Less than a month later, an after receiving a letter from Shaffer’s attorney, the AMA’s in-house lawyer met with Daniels to let him know that litigation was possible on the matter. The next day, Daniels typed up handwritten notes that he had taken regarding his earlier discussions with Lynch, back-dating them to November 25, 2008. The typed notes stated that Shaffer’s position was eliminated because Lynch could have the speech writing staff report directly to him, making Shaffer’s position redundant. He then shredded the original notes.

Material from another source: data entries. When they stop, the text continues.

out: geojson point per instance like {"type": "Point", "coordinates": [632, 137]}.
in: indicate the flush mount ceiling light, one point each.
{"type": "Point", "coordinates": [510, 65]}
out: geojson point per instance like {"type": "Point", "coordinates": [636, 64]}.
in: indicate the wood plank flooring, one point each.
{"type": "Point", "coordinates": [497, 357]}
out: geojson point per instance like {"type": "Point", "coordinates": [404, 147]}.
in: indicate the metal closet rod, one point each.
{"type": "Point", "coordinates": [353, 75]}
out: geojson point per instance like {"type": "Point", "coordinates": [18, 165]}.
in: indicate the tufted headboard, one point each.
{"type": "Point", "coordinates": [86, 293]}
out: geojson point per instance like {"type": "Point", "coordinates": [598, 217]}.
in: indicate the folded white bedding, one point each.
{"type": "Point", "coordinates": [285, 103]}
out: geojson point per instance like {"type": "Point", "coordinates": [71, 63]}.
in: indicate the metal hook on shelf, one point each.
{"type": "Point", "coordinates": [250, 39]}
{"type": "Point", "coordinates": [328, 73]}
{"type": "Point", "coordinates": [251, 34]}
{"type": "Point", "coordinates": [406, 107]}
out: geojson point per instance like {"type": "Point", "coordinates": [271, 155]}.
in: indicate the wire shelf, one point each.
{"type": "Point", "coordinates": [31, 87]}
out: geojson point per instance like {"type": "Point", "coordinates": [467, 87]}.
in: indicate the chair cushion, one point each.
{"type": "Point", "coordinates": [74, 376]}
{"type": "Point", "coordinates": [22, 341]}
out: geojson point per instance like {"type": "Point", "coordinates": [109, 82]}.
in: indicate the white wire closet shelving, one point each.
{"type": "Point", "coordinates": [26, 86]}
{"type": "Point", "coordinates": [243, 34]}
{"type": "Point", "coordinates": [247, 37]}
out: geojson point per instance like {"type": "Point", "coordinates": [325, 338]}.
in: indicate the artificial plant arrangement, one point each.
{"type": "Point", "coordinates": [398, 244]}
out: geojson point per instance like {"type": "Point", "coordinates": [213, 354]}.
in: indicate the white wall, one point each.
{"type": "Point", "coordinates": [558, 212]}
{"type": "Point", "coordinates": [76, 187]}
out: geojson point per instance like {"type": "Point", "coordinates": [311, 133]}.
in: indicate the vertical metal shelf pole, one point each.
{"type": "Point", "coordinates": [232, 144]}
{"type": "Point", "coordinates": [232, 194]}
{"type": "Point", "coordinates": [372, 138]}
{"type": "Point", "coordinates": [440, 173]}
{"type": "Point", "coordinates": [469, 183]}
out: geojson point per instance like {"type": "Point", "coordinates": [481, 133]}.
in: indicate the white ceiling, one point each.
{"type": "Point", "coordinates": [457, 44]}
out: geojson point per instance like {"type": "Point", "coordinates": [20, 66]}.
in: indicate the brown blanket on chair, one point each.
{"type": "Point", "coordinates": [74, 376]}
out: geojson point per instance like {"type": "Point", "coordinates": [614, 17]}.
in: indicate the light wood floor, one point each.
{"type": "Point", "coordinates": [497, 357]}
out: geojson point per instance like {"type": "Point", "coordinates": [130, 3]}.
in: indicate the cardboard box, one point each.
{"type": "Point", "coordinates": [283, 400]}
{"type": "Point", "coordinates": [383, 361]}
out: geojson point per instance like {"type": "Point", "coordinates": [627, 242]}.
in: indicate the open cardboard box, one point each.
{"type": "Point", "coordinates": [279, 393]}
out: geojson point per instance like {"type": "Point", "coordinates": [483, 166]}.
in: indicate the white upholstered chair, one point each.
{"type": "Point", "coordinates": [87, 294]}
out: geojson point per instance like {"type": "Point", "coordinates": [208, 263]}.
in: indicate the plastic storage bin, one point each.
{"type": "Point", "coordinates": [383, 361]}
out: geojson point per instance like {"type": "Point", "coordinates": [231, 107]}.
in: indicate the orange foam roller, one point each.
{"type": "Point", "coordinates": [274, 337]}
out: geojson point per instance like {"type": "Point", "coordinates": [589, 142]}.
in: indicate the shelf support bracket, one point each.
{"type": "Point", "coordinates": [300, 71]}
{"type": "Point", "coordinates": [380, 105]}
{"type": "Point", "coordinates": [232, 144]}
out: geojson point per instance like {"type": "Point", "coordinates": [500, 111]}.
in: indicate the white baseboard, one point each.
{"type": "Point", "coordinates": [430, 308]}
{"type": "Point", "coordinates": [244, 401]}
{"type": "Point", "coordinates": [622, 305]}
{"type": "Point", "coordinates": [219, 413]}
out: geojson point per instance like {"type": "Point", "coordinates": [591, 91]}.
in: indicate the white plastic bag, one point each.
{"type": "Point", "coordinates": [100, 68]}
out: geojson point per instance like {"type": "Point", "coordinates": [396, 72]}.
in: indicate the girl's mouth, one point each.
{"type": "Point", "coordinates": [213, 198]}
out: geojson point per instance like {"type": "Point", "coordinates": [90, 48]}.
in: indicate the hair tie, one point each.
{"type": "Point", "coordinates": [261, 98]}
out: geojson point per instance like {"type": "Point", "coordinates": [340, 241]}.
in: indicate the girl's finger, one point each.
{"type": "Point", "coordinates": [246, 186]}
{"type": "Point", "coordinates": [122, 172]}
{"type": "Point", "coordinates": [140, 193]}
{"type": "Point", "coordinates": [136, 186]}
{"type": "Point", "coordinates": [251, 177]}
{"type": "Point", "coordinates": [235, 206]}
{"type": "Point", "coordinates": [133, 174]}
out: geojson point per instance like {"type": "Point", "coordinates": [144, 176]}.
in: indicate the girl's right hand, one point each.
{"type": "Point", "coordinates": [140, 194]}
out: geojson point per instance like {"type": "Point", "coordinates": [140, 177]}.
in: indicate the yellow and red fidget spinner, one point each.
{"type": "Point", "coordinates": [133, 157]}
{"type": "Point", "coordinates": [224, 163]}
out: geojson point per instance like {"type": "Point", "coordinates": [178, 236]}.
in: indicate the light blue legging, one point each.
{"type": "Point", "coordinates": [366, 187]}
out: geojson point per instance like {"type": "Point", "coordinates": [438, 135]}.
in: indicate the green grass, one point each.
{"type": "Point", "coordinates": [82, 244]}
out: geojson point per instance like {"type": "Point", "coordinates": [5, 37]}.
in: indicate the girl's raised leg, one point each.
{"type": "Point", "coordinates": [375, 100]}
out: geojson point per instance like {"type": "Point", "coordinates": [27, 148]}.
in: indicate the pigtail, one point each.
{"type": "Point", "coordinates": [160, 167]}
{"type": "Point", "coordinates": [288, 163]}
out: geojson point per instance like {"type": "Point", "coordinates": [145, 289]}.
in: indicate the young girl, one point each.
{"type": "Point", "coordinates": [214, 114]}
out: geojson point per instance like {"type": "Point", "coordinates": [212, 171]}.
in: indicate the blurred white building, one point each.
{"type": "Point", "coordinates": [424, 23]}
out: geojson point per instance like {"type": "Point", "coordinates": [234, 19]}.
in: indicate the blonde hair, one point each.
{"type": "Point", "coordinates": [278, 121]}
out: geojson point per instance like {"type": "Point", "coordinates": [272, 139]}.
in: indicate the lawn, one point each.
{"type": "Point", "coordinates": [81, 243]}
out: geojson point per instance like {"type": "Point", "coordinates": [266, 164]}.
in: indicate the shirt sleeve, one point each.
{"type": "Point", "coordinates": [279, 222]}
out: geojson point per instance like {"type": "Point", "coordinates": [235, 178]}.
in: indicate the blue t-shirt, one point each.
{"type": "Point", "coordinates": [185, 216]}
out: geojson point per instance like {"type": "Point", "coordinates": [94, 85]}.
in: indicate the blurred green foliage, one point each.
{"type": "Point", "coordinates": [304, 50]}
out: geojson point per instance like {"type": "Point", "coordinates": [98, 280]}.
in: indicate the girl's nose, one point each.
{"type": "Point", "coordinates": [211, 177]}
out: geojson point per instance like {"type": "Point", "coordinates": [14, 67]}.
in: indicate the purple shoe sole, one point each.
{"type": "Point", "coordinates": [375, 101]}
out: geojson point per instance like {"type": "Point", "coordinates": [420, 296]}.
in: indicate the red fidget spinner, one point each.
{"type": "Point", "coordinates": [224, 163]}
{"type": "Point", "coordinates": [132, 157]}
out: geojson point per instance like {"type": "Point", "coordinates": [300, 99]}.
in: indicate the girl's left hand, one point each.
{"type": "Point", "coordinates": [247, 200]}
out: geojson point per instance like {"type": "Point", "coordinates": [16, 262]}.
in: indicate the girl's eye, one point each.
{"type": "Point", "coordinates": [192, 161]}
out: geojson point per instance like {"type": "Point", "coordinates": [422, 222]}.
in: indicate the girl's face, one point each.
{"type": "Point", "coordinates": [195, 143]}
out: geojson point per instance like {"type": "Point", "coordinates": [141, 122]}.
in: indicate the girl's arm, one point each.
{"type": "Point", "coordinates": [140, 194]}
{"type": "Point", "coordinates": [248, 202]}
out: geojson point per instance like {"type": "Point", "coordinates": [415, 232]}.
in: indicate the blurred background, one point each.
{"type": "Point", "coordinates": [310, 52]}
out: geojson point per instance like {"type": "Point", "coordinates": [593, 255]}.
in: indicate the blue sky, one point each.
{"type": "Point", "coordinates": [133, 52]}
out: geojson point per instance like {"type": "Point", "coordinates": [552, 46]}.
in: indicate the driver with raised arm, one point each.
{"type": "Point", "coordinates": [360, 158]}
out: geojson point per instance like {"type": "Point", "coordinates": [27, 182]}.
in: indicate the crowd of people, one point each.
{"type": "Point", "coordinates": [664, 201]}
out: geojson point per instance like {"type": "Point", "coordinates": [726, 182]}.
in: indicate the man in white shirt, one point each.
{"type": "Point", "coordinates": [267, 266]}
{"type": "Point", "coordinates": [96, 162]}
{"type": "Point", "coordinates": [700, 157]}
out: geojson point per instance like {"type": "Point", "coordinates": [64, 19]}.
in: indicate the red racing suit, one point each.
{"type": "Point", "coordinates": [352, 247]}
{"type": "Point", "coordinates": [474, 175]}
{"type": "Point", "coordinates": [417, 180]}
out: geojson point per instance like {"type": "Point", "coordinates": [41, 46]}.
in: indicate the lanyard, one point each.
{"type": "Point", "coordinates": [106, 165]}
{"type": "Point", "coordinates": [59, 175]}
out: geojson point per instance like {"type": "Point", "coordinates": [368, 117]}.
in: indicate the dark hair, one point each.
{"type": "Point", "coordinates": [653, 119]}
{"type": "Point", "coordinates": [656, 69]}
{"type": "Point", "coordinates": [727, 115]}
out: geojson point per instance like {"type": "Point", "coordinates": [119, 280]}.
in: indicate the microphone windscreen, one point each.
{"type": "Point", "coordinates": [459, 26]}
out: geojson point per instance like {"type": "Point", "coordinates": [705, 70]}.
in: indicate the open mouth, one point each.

Shaffer filed a lawsuit in federal court. The lower court granted summary judgment in favor of the AMA, and dismissed his claim. Shafer then appealed to the Seventh Circuit, which analyzed the case to determine whether or not there was a genuine factual issue for trial. The Court found that Shaffer was eligible for FMLA leave, and that he had provided notice to Lynch of his intention to take that leave. Prior to that notice, there was no mention of elimination of Shaffer’s position; after that notice, he was targeted for termination. Based upon those facts, coupled with Lynch’s e-mail to Parenti in which the proposed leave was mentioned, the Seventh Circuit determined that a reasonable jury could conclude that Shaffer’s exercise of his right to take leave under the FMLA was a motivating factor in the decision to eliminate his position. It then reversed the lower court’s dismissal of the case.
While the Court also pointed to the different explanations given at different times for Shaffer’s termination, it clearly was Lynch’s e-mail to Parenti – which specifically mentioned Shaffer’s request for leave – that created the impetus for the lawsuit, and the foundation on which Shaffer’s FMLA claim rests. While it is possible that Shaffer’s proposed leave had no actual impact on his termination, the e-mail allows Shaffer to argue that Lynch was considering that leave when the decision was made to eliminate Shaffer’s position. This situation is a clear example of the need for supervisor training on the FMLA. Supervisors and managers should be informed that a claim of interference with FMLA rights does not require proof of actual “intent” to interfere, but requires only that plaintiffs prove that the employer somehow denied an exercise of rights under the Act. If an individual can produce evidence that he was fired to prevent his exercise of FMLA rights, he can succeed on an interference theory under that Act.